Daniel Arizmendi López (born 22 July 1958), best known as El Mochaorejas, is a Mexican convicted kidnapper and serial killer. In 1998, Susan Ferriss of the Cox News Service wrote that Arizmendi was "Mexico's most notorious suspected criminal".

==Biography==
Arizmendi López was originally a police officer in Morelos. He became involved in crime in the 1980s while a police officer. From 1996 until 1998 he was responsible for at least 18 kidnappings in Mexico and some murders. He often severed the ears of his kidnapping victims. In many cases, he sent the severed ears to the families of his victims. Because of this, he was nicknamed "El Mochaorejas" ("The Ear Chopper"). Arizmendi López collected over US$40 million in ransom money from kidnappings.

On August 17, 1998, Mexican authorities announced that they had captured Arizmendi López in Naucalpan, Mexico State. On the day of his arrest, he confessed to four murders. Inside Arizmendi López's house police found an altar to Santa Muerte. Authorities allowed Arizmendi López to bring a figure of Santa Muerte to prison, resulting in widespread media attention. Jorge Madrazo Cuéllar, the Attorney General of Mexico, stated that information originating from plea bargains of gang members in prison and legal wiretaps were used in the capture.
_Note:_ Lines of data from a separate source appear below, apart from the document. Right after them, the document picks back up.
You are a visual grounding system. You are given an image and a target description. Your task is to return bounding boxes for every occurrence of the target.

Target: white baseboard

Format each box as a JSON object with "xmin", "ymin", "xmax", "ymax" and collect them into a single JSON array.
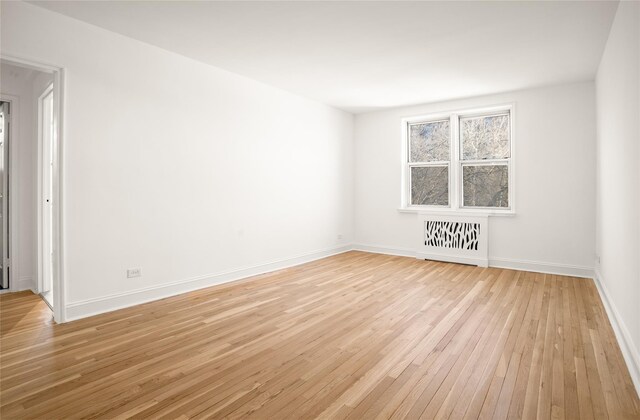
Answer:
[
  {"xmin": 353, "ymin": 244, "xmax": 593, "ymax": 279},
  {"xmin": 65, "ymin": 245, "xmax": 351, "ymax": 322},
  {"xmin": 489, "ymin": 257, "xmax": 594, "ymax": 279},
  {"xmin": 11, "ymin": 277, "xmax": 34, "ymax": 292},
  {"xmin": 594, "ymin": 269, "xmax": 640, "ymax": 396}
]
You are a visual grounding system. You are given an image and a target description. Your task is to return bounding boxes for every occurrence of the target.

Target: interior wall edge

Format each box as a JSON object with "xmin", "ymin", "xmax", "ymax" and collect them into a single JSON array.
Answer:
[{"xmin": 594, "ymin": 269, "xmax": 640, "ymax": 396}]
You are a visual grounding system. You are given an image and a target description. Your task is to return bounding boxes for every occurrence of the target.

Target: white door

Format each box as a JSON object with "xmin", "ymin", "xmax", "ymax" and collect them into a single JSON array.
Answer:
[{"xmin": 40, "ymin": 87, "xmax": 54, "ymax": 296}]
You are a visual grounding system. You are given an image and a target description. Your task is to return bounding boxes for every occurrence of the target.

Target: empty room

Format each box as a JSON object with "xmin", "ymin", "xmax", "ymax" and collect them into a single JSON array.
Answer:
[{"xmin": 0, "ymin": 0, "xmax": 640, "ymax": 420}]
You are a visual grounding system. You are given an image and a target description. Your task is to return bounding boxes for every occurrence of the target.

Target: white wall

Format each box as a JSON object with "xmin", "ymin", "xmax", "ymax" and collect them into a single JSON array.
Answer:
[
  {"xmin": 355, "ymin": 82, "xmax": 595, "ymax": 275},
  {"xmin": 0, "ymin": 63, "xmax": 52, "ymax": 290},
  {"xmin": 596, "ymin": 1, "xmax": 640, "ymax": 390},
  {"xmin": 1, "ymin": 2, "xmax": 353, "ymax": 317}
]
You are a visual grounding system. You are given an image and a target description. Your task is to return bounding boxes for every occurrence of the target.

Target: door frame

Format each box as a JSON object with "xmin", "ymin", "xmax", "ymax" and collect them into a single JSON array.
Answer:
[
  {"xmin": 0, "ymin": 93, "xmax": 20, "ymax": 293},
  {"xmin": 0, "ymin": 53, "xmax": 67, "ymax": 323},
  {"xmin": 36, "ymin": 82, "xmax": 55, "ymax": 298}
]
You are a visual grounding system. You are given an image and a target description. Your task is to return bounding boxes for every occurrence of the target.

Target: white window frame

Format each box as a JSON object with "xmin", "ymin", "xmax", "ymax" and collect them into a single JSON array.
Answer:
[{"xmin": 398, "ymin": 104, "xmax": 516, "ymax": 216}]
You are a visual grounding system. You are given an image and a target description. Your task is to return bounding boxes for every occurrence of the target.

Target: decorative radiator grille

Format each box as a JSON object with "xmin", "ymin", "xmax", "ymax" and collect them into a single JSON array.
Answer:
[
  {"xmin": 416, "ymin": 212, "xmax": 489, "ymax": 267},
  {"xmin": 424, "ymin": 221, "xmax": 480, "ymax": 251}
]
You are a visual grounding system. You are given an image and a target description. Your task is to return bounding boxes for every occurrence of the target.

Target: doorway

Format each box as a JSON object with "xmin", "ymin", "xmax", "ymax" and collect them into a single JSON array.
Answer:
[
  {"xmin": 38, "ymin": 83, "xmax": 55, "ymax": 309},
  {"xmin": 0, "ymin": 55, "xmax": 65, "ymax": 323},
  {"xmin": 0, "ymin": 101, "xmax": 11, "ymax": 290}
]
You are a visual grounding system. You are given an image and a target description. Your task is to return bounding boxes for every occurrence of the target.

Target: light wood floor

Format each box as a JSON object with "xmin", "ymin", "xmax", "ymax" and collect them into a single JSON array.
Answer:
[{"xmin": 0, "ymin": 252, "xmax": 640, "ymax": 419}]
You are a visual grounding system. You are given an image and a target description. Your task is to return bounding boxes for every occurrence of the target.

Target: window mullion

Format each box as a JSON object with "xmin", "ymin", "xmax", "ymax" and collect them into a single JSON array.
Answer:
[{"xmin": 449, "ymin": 114, "xmax": 461, "ymax": 210}]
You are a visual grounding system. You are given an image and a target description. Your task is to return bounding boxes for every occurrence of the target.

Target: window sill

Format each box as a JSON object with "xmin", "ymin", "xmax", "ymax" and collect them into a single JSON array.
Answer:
[{"xmin": 398, "ymin": 207, "xmax": 516, "ymax": 217}]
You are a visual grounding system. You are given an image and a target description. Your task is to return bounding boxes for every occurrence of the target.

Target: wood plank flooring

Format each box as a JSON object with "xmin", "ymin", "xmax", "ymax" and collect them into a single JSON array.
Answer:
[{"xmin": 0, "ymin": 252, "xmax": 640, "ymax": 419}]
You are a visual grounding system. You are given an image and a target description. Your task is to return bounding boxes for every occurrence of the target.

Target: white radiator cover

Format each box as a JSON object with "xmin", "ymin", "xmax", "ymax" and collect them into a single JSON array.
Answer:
[{"xmin": 416, "ymin": 214, "xmax": 489, "ymax": 267}]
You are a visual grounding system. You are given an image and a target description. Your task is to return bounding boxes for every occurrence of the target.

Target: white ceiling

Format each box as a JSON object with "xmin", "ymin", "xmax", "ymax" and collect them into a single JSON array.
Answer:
[{"xmin": 31, "ymin": 1, "xmax": 617, "ymax": 113}]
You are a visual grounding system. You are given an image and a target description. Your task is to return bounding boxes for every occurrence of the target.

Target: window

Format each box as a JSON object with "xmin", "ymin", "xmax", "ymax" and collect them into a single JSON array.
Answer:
[{"xmin": 403, "ymin": 107, "xmax": 513, "ymax": 213}]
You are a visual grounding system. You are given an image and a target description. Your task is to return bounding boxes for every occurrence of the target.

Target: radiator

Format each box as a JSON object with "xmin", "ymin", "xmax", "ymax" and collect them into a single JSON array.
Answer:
[{"xmin": 416, "ymin": 214, "xmax": 489, "ymax": 267}]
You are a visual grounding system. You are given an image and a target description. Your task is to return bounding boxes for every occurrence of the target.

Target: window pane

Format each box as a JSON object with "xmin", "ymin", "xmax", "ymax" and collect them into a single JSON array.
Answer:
[
  {"xmin": 462, "ymin": 165, "xmax": 509, "ymax": 207},
  {"xmin": 460, "ymin": 115, "xmax": 511, "ymax": 160},
  {"xmin": 411, "ymin": 166, "xmax": 449, "ymax": 206},
  {"xmin": 409, "ymin": 120, "xmax": 451, "ymax": 162}
]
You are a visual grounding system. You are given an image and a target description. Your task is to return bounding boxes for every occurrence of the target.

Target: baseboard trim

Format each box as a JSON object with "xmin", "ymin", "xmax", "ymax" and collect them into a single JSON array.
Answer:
[
  {"xmin": 594, "ymin": 269, "xmax": 640, "ymax": 396},
  {"xmin": 16, "ymin": 277, "xmax": 34, "ymax": 292},
  {"xmin": 353, "ymin": 244, "xmax": 594, "ymax": 279},
  {"xmin": 65, "ymin": 245, "xmax": 352, "ymax": 322},
  {"xmin": 489, "ymin": 257, "xmax": 594, "ymax": 279}
]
In 2022, a Magistrates Court ordered the removal of 14 statements from members of the Mochaorejas gang and Arizmendi López's brother due to the possibility of their having been obtained through illegal torture. This decision invalidates the 40-year prison sentence, which will be reevaluated, but Arizmendi López will not be released from prison.

==Legacy==
The character Daniel "La Voz" Sánchez in the 2004 film Man on Fire is based on Arizmendi López, and the character Aurelio Sánchez is based on Aurelio Arizmendi López, the brother of Daniel Arizmendi López. Just like the real Arizmendi López, "La Voz" believes in Santa Muerte. Kevin Freese of the Foreign Military Studies Office stated that "it appears that the allusion" of the fictional Sánchez brothers with the real Arizmendi brothers "escaped the comprehension of much of the audience."